Im November 1922 gelang dem britischen Archäologen Howard Carter, was niemandem in dreitausend Jahren gelungen war: Er fand das Grab eines Pharaos — mit dem gesamten Schatz noch darin. Tutanchamun, ein ägyptischer König, der mit gerade einmal neunzehn Jahren gestorben war, lag versiegelt im Tal der Könige bei Luxor. Die goldene Totenmaske, die ineinander verschachtelten Sarkophage, Tausende Artefakte, die im Lampenlicht schimmerten — die Welt hatte so etwas noch nie gesehen. Doch innerhalb weniger Monate forderte die größte Entdeckung der Archäologie ihre ersten Toten.
Lord Carnarvon, der wohlhabende englische Aristokrat, der Carters Suche jahrelang finanziert hatte, war dabei, als das Grab geöffnet wurde. Fünf Monate später war er tot. Ein Mückenstich in Kairo; beim Rasieren ritzte er die Stelle auf, sie entzündete sich, und am 5. April 1923 tötete ihn die Infektion. Im genauen Moment seines Todes, so die Augenzeugen, gingen in ganz Kairo sämtliche Lichter aus — ein stadtweiter Stromausfall, den niemand erklären konnte. Auf seinem Landsitz in England soll seine Hündin Susie einmal aufgeheult haben — und dann tot umgefallen sein.
Die Presse drehte durch. Arthur Conan Doyle — Schöpfer von Sherlock Holmes und überzeugter Anhänger des Übersinnlichen — erklärte öffentlich, Carnarvon sei von einem uralten Fluch getötet worden. Zeitungen erfanden eine Warnung, die angeblich über dem Grabeingang gemeißelt stand: „Der Tod wird auf schnellen Schwingen zu dem kommen, der die Ruhe des Königs stört.“ Diese Inschrift hat nie existiert. Aber die Geschichte war zu gut, und niemand wollte sich von ein paar Fakten die Schlagzeile verderben lassen.
Und dann starben weitere. George Jay Gould, ein amerikanischer Millionär, der das Grab besichtigt hatte — wenige Monate später tot an einer Lungenentzündung. Prinz Ali Fahmy, ein reicher Ägypter, der bei der Öffnung dabei gewesen war — von seiner Frau im Londoner Savoy erschossen. Der Radiologe, der Tutanchamuns Mumie geröntgt hatte — an einer rätselhaften Krankheit gestorben. Bis 1929 waren elf Menschen, die mit der Entdeckung zu tun hatten, vorzeitig tot. Aller guten Dinge sind drei, sagt man.

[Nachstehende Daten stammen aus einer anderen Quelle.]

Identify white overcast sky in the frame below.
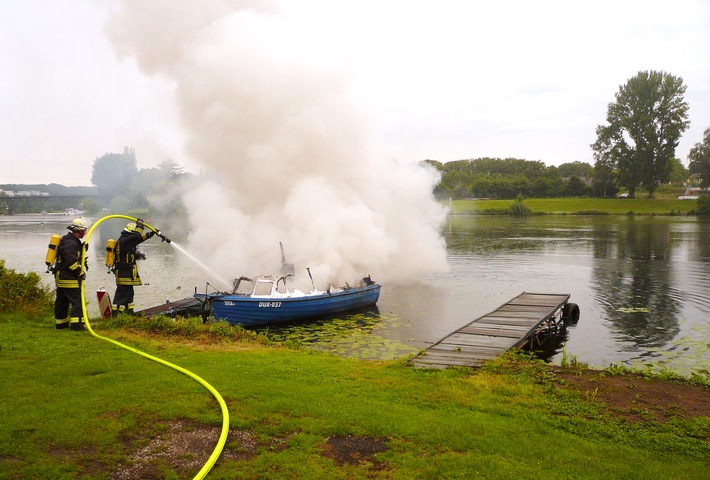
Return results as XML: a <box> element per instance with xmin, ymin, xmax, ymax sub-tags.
<box><xmin>1</xmin><ymin>0</ymin><xmax>709</xmax><ymax>186</ymax></box>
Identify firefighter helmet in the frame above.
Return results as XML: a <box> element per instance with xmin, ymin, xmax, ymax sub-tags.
<box><xmin>124</xmin><ymin>222</ymin><xmax>137</xmax><ymax>233</ymax></box>
<box><xmin>68</xmin><ymin>217</ymin><xmax>88</xmax><ymax>232</ymax></box>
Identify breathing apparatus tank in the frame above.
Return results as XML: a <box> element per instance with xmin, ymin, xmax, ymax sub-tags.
<box><xmin>45</xmin><ymin>234</ymin><xmax>61</xmax><ymax>272</ymax></box>
<box><xmin>105</xmin><ymin>238</ymin><xmax>116</xmax><ymax>272</ymax></box>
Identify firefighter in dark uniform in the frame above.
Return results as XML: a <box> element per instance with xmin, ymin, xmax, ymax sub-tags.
<box><xmin>54</xmin><ymin>217</ymin><xmax>89</xmax><ymax>330</ymax></box>
<box><xmin>113</xmin><ymin>219</ymin><xmax>155</xmax><ymax>315</ymax></box>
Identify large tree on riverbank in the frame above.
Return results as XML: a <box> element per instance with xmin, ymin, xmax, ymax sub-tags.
<box><xmin>591</xmin><ymin>70</ymin><xmax>690</xmax><ymax>198</ymax></box>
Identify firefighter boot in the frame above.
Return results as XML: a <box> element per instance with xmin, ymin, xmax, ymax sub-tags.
<box><xmin>69</xmin><ymin>317</ymin><xmax>86</xmax><ymax>331</ymax></box>
<box><xmin>55</xmin><ymin>319</ymin><xmax>69</xmax><ymax>330</ymax></box>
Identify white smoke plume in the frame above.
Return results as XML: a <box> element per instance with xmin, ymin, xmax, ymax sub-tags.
<box><xmin>105</xmin><ymin>0</ymin><xmax>448</xmax><ymax>288</ymax></box>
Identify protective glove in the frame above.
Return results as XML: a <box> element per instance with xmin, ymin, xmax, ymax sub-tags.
<box><xmin>146</xmin><ymin>230</ymin><xmax>155</xmax><ymax>239</ymax></box>
<box><xmin>78</xmin><ymin>272</ymin><xmax>86</xmax><ymax>280</ymax></box>
<box><xmin>136</xmin><ymin>219</ymin><xmax>145</xmax><ymax>230</ymax></box>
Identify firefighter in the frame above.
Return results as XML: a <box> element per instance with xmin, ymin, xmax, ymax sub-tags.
<box><xmin>54</xmin><ymin>217</ymin><xmax>89</xmax><ymax>330</ymax></box>
<box><xmin>112</xmin><ymin>219</ymin><xmax>155</xmax><ymax>315</ymax></box>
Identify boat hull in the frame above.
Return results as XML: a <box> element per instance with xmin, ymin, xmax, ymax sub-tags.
<box><xmin>201</xmin><ymin>283</ymin><xmax>381</xmax><ymax>326</ymax></box>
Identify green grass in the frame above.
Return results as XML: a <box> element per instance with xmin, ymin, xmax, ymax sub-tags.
<box><xmin>450</xmin><ymin>197</ymin><xmax>698</xmax><ymax>215</ymax></box>
<box><xmin>1</xmin><ymin>312</ymin><xmax>708</xmax><ymax>479</ymax></box>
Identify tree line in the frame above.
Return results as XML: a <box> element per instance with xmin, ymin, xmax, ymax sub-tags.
<box><xmin>426</xmin><ymin>158</ymin><xmax>596</xmax><ymax>199</ymax></box>
<box><xmin>429</xmin><ymin>70</ymin><xmax>710</xmax><ymax>200</ymax></box>
<box><xmin>88</xmin><ymin>146</ymin><xmax>190</xmax><ymax>216</ymax></box>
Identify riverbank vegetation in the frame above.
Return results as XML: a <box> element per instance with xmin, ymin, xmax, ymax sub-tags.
<box><xmin>0</xmin><ymin>260</ymin><xmax>53</xmax><ymax>315</ymax></box>
<box><xmin>428</xmin><ymin>156</ymin><xmax>697</xmax><ymax>201</ymax></box>
<box><xmin>1</xmin><ymin>268</ymin><xmax>708</xmax><ymax>479</ymax></box>
<box><xmin>449</xmin><ymin>196</ymin><xmax>704</xmax><ymax>216</ymax></box>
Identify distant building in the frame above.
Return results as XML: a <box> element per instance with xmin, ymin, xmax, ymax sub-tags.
<box><xmin>9</xmin><ymin>190</ymin><xmax>48</xmax><ymax>197</ymax></box>
<box><xmin>678</xmin><ymin>187</ymin><xmax>709</xmax><ymax>200</ymax></box>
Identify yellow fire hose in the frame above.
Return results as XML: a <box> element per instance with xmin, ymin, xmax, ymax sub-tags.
<box><xmin>79</xmin><ymin>214</ymin><xmax>228</xmax><ymax>479</ymax></box>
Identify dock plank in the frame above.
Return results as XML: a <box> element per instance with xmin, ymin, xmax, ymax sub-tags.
<box><xmin>458</xmin><ymin>327</ymin><xmax>523</xmax><ymax>338</ymax></box>
<box><xmin>440</xmin><ymin>333</ymin><xmax>516</xmax><ymax>348</ymax></box>
<box><xmin>465</xmin><ymin>322</ymin><xmax>533</xmax><ymax>331</ymax></box>
<box><xmin>410</xmin><ymin>292</ymin><xmax>570</xmax><ymax>369</ymax></box>
<box><xmin>428</xmin><ymin>346</ymin><xmax>502</xmax><ymax>357</ymax></box>
<box><xmin>425</xmin><ymin>349</ymin><xmax>499</xmax><ymax>359</ymax></box>
<box><xmin>471</xmin><ymin>317</ymin><xmax>541</xmax><ymax>326</ymax></box>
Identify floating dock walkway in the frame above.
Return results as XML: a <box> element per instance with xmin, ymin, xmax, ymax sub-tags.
<box><xmin>137</xmin><ymin>297</ymin><xmax>205</xmax><ymax>318</ymax></box>
<box><xmin>410</xmin><ymin>292</ymin><xmax>576</xmax><ymax>369</ymax></box>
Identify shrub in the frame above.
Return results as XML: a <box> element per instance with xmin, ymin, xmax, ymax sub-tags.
<box><xmin>508</xmin><ymin>195</ymin><xmax>533</xmax><ymax>216</ymax></box>
<box><xmin>106</xmin><ymin>314</ymin><xmax>201</xmax><ymax>336</ymax></box>
<box><xmin>696</xmin><ymin>195</ymin><xmax>710</xmax><ymax>215</ymax></box>
<box><xmin>0</xmin><ymin>259</ymin><xmax>54</xmax><ymax>315</ymax></box>
<box><xmin>103</xmin><ymin>313</ymin><xmax>268</xmax><ymax>344</ymax></box>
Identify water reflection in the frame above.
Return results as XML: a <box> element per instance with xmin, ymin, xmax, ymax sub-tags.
<box><xmin>591</xmin><ymin>218</ymin><xmax>681</xmax><ymax>349</ymax></box>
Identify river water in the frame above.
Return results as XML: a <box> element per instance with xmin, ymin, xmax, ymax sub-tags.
<box><xmin>2</xmin><ymin>214</ymin><xmax>709</xmax><ymax>377</ymax></box>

Hier waren es elf — und die Zeitungen führten Buch mit grimmiger Begeisterung.
Aber da ist ein Detail, das die ganze Geschichte hätte begraben müssen: Howard Carter selbst — der Mann, der das Grab aufgebrochen, jedes Artefakt berührt und zehn Jahre mit der Katalogisierung verbracht hatte — lebte noch siebzehn weitere Jahre. Er starb 1939 mit vierundsechzig, eines natürlichen Todes. Wenn Tutanchamuns Geist Rache an jenen wollte, die seine Ruhe gestört hatten, dann hat er ausgerechnet den Hauptverantwortlichen übersprungen. Wenn der Fluch echt war, hatte er eine miserable Trefferquote.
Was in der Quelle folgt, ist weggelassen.